Open
Description
Describe the bug
SMOTENC fit_transform fails with Numpy error ValueError: zero-size array to reduction operation maximum which has no identity
when getting to this line:
Steps/Code to Reproduce
The reason is unclear, maybe it is a highly imbalanced dataset with binary target equal to 1 in 134/22763 samples.
Example:
from imblearn.over_sampling import SMOTENC
oversample = SMOTENC(
categorical_features=labels[:10],
categorical_encoder=OneHotEncoder(drop="if_binary", handle_unknown="ignore"),
sampling_strategy="minority",
)
X_smotenc, y_smotenc = oversample.fit_resample(X, y)
Using SMOTE instead works without problem.
Expected Results
Dataset oversample
Actual Results
---------------------------------------------------------------------------
ValueError Traceback (most recent call last)
Cell In[156], line 1
----> 1 trdata_smotenc, tgt_smotenc = oversample.fit_resample(ctrdata, trdata.DEF_FLG)
File ~\.conda\envs\test\Lib\site-packages\imblearn\base.py:208, in BaseSampler.fit_resample(self, X, y)
187 """Resample the dataset.
188
189 Parameters
(...)
205 The corresponding label of `X_resampled`.
206 """
207 self._validate_params()
--> 208 return super().fit_resample(X, y)
File ~\.conda\envs\test\Lib\site-packages\imblearn\base.py:112, in SamplerMixin.fit_resample(self, X, y)
106 X, y, binarize_y = self._check_X_y(X, y)
108 self.sampling_strategy_ = check_sampling_strategy(
109 self.sampling_strategy, y, self._sampling_type
110 )
--> 112 output = self._fit_resample(X, y)
114 y_ = (
115 label_binarize(output[1], classes=np.unique(y)) if binarize_y else output[1]
116 )
118 X_, y_ = arrays_transformer.transform(output[0], y_)
File ~\.conda\envs\test\Lib\site-packages\imblearn\over_sampling\_smote\base.py:683, in SMOTENC._fit_resample(self, X, y)
680 X_ohe.data = np.ones_like(X_ohe.data, dtype=X_ohe.dtype) * self.median_std_ / 2
681 X_encoded = sparse.hstack((X_continuous, X_ohe), format="csr")
--> 683 X_resampled, y_resampled = super()._fit_resample(X_encoded, y)
685 # reverse the encoding of the categorical features
686 X_res_cat = X_resampled[:, self.continuous_features_.size :]
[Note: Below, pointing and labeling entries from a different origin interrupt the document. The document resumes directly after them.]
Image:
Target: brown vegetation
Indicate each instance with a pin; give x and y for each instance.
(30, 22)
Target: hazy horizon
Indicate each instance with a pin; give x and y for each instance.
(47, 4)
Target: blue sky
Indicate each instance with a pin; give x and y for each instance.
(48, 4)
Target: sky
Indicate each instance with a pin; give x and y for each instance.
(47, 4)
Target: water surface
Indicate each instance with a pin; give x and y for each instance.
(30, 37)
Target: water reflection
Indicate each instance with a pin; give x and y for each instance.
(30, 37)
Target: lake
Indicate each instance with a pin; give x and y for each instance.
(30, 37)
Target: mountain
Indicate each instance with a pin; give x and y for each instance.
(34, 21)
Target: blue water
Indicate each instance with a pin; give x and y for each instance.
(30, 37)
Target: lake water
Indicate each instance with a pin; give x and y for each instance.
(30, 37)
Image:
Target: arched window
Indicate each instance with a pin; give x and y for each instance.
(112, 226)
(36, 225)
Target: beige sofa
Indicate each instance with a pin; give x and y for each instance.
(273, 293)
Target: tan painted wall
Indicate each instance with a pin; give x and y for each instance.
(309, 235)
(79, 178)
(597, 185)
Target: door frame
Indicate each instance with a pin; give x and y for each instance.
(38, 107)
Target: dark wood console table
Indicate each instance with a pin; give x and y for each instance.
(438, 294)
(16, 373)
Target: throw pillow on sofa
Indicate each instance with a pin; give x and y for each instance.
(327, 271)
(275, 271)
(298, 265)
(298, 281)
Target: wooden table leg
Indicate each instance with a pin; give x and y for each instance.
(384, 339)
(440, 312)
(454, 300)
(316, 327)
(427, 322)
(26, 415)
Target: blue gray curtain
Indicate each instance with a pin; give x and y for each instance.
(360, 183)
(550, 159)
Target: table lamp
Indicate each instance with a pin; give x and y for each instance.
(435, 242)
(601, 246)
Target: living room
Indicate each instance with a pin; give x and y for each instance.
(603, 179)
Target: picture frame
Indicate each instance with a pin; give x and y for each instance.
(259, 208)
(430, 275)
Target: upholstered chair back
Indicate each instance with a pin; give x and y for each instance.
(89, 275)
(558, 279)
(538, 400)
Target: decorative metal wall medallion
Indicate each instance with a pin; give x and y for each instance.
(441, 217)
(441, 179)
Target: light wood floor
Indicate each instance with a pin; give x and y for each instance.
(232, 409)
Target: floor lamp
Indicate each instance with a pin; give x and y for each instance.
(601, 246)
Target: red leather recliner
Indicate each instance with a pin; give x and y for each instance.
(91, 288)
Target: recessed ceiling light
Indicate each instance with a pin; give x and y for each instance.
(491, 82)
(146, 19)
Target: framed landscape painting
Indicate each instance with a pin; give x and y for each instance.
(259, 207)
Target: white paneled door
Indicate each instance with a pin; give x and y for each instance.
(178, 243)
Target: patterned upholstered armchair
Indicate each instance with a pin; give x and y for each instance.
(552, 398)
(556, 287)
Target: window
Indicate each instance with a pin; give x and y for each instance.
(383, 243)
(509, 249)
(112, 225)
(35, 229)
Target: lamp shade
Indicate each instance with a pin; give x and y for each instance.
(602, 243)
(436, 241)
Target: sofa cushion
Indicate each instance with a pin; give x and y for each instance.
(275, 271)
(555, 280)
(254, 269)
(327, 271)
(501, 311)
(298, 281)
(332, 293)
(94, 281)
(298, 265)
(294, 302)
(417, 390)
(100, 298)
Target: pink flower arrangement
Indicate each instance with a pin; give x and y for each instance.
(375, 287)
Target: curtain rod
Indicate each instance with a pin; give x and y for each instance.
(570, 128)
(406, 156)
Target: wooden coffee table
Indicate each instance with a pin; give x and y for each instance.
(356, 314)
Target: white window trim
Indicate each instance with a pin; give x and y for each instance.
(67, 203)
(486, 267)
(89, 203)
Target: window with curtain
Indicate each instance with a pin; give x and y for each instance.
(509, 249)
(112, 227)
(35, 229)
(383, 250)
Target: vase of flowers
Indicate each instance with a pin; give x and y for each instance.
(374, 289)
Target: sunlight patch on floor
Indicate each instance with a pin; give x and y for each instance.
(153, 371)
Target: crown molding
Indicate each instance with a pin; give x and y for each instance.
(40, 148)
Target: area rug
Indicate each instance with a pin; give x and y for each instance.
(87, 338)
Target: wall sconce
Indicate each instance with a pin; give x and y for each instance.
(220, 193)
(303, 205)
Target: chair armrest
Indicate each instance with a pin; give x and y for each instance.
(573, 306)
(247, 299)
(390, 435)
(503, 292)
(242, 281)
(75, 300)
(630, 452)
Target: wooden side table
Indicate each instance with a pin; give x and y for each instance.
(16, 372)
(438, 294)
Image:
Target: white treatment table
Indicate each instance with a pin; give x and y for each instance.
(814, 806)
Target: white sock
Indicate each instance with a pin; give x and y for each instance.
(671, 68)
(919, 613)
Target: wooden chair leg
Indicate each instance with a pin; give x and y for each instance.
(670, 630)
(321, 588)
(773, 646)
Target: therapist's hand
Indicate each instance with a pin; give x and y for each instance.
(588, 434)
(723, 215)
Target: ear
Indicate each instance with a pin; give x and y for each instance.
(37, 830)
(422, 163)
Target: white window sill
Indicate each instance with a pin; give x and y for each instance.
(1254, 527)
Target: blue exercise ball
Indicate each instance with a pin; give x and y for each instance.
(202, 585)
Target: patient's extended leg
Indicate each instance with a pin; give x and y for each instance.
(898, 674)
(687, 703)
File ~\.conda\envs\test\Lib\site-packages\imblearn\over_sampling\_smote\base.py:365, in SMOTE._fit_resample(self, X, y)
363 self.nn_k_.fit(X_class)
364 nns = self.nn_k_.kneighbors(X_class, return_distance=False)[:, 1:]
--> 365 X_new, y_new = self._make_samples(
366 X_class, y.dtype, class_sample, X_class, nns, n_samples, 1.0
367 )
368 X_resampled.append(X_new)
369 y_resampled.append(y_new)
File ~\.conda\envs\test\Lib\site-packages\imblearn\over_sampling\_smote\base.py:119, in BaseSMOTE._make_samples(self, X, y_dtype, y_type, nn_data, nn_num, n_samples, step_size)
116 rows = np.floor_divide(samples_indices, nn_num.shape[1])
117 cols = np.mod(samples_indices, nn_num.shape[1])
--> 119 X_new = self._generate_samples(X, nn_data, nn_num, rows, cols, steps)
120 y_new = np.full(n_samples, fill_value=y_type, dtype=y_dtype)
121 return X_new, y_new
File ~\.conda\envs\test\Lib\site-packages\imblearn\over_sampling\_smote\base.py:755, in SMOTENC._generate_samples(self, X, nn_data, nn_num, rows, cols, steps)
753 col_maxs = all_neighbors[:, :, start_idx:end_idx].sum(axis=1)
754 # tie breaking argmax
--> 755 is_max = np.isclose(col_maxs, col_maxs.max(axis=1, keepdims=True))
756 max_idxs = rng.permutation(np.argwhere(is_max))
757 xs, idx_sels = np.unique(max_idxs[:, 0], return_index=True)
File ~\.conda\envs\test\Lib\site-packages\numpy\core\_methods.py:41, in _amax(a, axis, out, keepdims, initial, where)
39 def _amax(a, axis=None, out=None, keepdims=False,
40 initial=_NoValue, where=True):
---> 41 return umr_maximum(a, axis, None, out, keepdims, initial, where)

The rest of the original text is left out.